Brian picked it up. “Hey, don’t carry so much,” he’d said, and held it out to me, looking at me with those dreamy eyes of his. I turned twenty-two shades of red and grabbed it, taking off, I mean running, without saying anything, before I could make a complete fool of myself. I heard him call after me, “What’s your name?”

Anyway, as I said, that day at the mall I was sitting in the Dairy Queen reading Self Magazine, an article about how to unfrizz frizzy hair, which is me when it rains. Buck Thatcher sat down at my table and said, “What’re you reading?” No “Hi-ya,” or anything. Boys like Buck are bad news, especially for girls from the east side of town, like me. He has these gotcha eyes and a mean mouth, always showing everyone his muscles.

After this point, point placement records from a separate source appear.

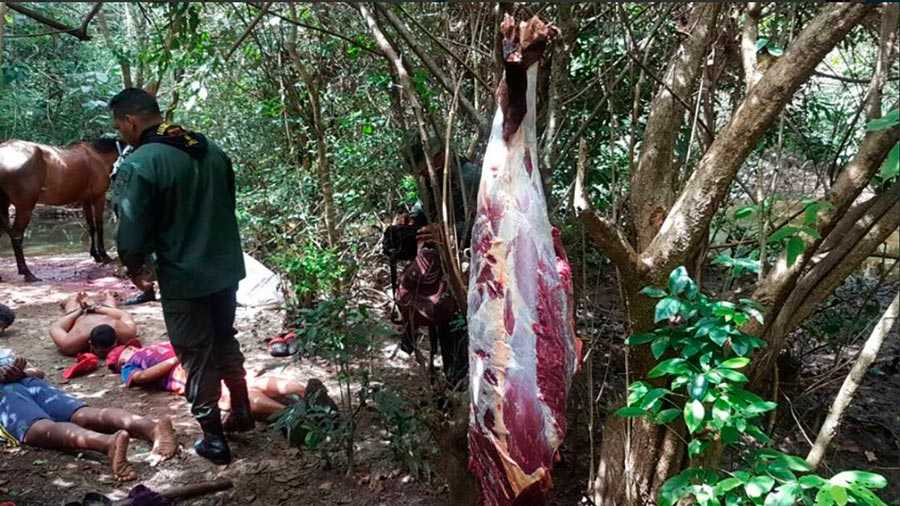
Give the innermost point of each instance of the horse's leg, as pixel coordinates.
(4, 216)
(99, 207)
(88, 208)
(23, 217)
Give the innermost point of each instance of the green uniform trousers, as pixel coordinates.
(203, 336)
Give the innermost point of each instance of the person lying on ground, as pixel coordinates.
(157, 367)
(7, 317)
(91, 325)
(38, 414)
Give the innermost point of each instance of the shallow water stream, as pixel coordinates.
(55, 236)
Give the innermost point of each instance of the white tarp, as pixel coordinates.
(261, 287)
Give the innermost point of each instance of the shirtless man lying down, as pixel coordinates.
(38, 414)
(93, 325)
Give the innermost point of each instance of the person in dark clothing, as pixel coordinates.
(421, 291)
(177, 201)
(7, 317)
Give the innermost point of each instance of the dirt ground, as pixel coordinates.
(265, 471)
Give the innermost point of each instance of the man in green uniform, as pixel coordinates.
(176, 199)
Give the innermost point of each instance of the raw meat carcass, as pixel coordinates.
(522, 345)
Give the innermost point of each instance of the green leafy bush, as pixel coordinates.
(344, 335)
(312, 272)
(407, 434)
(704, 387)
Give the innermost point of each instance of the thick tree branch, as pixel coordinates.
(262, 12)
(854, 80)
(852, 382)
(749, 36)
(318, 29)
(833, 223)
(653, 182)
(881, 220)
(450, 53)
(609, 238)
(888, 43)
(432, 66)
(79, 33)
(2, 29)
(689, 217)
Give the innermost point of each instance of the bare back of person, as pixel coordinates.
(84, 314)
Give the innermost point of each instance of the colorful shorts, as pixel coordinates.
(28, 400)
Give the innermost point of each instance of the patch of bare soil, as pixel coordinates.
(265, 471)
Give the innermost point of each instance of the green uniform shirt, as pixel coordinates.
(183, 210)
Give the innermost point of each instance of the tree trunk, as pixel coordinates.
(124, 64)
(852, 382)
(636, 457)
(2, 30)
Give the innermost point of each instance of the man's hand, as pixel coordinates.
(142, 282)
(13, 372)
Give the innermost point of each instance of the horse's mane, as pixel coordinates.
(100, 144)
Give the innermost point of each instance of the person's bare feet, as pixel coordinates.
(118, 457)
(164, 443)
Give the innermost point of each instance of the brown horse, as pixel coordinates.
(33, 173)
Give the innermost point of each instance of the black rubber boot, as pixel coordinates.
(213, 446)
(239, 419)
(148, 296)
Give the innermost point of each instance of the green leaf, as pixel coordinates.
(795, 247)
(659, 346)
(638, 339)
(744, 212)
(730, 435)
(693, 415)
(653, 292)
(718, 335)
(759, 485)
(891, 166)
(630, 412)
(782, 474)
(811, 481)
(839, 494)
(732, 375)
(721, 411)
(667, 416)
(667, 308)
(823, 498)
(866, 479)
(696, 447)
(785, 495)
(811, 232)
(653, 396)
(637, 391)
(679, 280)
(783, 233)
(740, 345)
(755, 313)
(728, 484)
(735, 363)
(698, 387)
(670, 366)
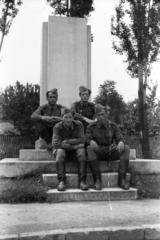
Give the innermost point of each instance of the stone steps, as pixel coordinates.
(13, 167)
(109, 180)
(45, 155)
(106, 194)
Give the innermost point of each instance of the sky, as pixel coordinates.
(20, 57)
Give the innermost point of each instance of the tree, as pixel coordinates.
(130, 120)
(108, 95)
(72, 8)
(9, 12)
(17, 104)
(139, 40)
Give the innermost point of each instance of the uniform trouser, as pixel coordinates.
(75, 155)
(104, 154)
(44, 131)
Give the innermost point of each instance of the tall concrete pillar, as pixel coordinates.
(66, 58)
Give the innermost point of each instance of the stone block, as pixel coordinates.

I must have looked pretty panicky, because Brian came up and told Buck, “Beat it.” Then he sat down and smiled, that dimple that drives me crazy coming and going, coming and going. ”Want to see a movie?” he said, right out, just like that. I’ll never forget it. “Want to see a movie?” As though it wasn’t some kind of miracle.

After the movie we sat in the van talking, just talking, about life and what we wanted to do when we were out of school. We both wanted to show Hesperia the back of our heads, get out fast, the minute we could. Brian wanted to join the FBI and I wanted to be a painter, like Picasso, something I never told anyone else. We started going out every weekend, and sometimes he even sat down at my table in the school cafeteria, like he wasn’t worried about people getting the idea I was his girl; like he didn’t care my dad had walked out, or my mother was crazy.

We went to movies a lot, romances, love stories. I couldn’t believe it, Brian wasn’t one of those guys who liked seeing cars blowing up or everyone shooting everyone else.

Then we usually ended up in the back of the van. Right away I loved the way he made me feel, his mouth in my hair, like he couldn’t get enough of me, calling me baby, telling me I was his darling, telling me he loved me. Always would. Nobody else ever talked that talk to me.

One night we climbed up on top of the van and sat there listening to Keith Urban tapes, admiring the sky, trying to pick out Diana, the star I always called my lucky star, only she was a warrior and I was anything but. The kind of life I had, I needed something lucky. Out in the High Desert, where Hesperia is, the sky comes down in summer like black chiffon with rhinestones sewn all over it. You could wrap yourself up in it and become someone else, someone beautiful, someone safe.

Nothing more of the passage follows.